Mag 7 Correction: Who is Gifting an "Entry Point"?

As of early March 2026, Mag 7 have faced a collective pullback, fueled by escalating geopolitical tensions in the Middle East and growing skepticism over the AI capex. However, this volatility has created a historic technical setup: $NVIDIA(NVDA)$ and $Microsoft(MSFT)$ have once again plunged into their most "undervalued" territory in five years.

For veteran investors, this isn't just a correction, it’s the market "handing out checks" again.
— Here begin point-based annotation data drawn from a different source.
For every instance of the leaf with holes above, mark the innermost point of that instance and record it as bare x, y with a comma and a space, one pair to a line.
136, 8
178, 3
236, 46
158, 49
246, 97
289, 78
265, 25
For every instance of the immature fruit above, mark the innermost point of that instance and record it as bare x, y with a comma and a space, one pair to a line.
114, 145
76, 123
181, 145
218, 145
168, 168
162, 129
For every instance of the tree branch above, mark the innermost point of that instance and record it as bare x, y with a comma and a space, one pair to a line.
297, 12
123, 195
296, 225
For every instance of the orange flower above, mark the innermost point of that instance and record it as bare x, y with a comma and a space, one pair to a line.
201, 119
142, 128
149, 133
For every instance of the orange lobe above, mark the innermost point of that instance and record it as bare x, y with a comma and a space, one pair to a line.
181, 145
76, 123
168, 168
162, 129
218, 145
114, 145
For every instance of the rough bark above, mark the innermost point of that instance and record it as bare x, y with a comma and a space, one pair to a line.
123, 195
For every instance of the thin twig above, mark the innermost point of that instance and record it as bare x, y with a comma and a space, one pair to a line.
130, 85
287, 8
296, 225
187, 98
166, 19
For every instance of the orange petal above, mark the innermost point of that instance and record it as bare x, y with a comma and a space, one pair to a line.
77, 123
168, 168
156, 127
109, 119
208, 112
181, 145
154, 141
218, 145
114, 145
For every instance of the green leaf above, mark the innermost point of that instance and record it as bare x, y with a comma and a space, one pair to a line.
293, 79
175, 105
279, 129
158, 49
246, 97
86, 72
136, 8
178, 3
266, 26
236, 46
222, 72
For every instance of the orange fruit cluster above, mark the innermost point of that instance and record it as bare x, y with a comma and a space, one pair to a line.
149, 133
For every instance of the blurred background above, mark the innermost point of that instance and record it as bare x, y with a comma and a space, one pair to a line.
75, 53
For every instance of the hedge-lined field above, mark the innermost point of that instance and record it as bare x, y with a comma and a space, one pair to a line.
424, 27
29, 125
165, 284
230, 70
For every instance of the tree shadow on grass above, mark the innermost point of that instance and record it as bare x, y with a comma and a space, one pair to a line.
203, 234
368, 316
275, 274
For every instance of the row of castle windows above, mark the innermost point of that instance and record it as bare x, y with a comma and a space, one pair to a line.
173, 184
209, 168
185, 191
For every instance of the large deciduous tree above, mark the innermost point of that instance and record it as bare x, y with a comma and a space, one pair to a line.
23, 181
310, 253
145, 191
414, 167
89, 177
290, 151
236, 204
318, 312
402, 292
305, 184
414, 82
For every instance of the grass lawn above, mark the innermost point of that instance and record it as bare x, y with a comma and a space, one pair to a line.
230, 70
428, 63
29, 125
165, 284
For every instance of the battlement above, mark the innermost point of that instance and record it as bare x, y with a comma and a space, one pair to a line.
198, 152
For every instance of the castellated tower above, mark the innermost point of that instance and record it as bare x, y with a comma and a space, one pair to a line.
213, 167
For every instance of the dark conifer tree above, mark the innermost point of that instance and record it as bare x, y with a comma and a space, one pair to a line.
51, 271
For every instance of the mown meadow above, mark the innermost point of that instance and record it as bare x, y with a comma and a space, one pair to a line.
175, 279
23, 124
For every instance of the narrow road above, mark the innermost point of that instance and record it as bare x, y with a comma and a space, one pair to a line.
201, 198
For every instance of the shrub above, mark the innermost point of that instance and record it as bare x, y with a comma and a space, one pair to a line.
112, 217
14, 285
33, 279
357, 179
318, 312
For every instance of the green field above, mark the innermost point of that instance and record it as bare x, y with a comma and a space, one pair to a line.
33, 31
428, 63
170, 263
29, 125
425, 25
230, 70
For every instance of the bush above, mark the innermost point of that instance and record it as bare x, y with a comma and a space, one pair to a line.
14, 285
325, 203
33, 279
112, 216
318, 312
Let’s look at the valuation landscape through the lens of the March 2nd closing data:

1. $NVIDIA(NVDA)$ is trading at roughly 21.5x Forward P/E, another cheapest level over the past five years.

Nvidia’s FY2026 Q4 results were nothing short of legendary: $68.1 billion in revenue (up 73% YoY) and a staggering $43 billion in net income. Perhaps the most lethal metric is its 75.2% Gross Margin. In an era of soaring memory costs and supply chain friction, Nvidia isn't just selling silicon; it’s effectively printing money.

If the performance is so strong, why the dip? The consensus concerns center on the threat of internal silicon projects from hyperscalers (AMZN, MSFT) and capex.

2. $Microsoft(MSFT)$ is currently trading roughly 31% below its peak of $539.83 seen four months ago.

Its P/E has retreated to the 23x. With quarterly CapEx hitting $37.5 billion, investors fear that depreciation will eat alive the bottom line before AI apps can scale.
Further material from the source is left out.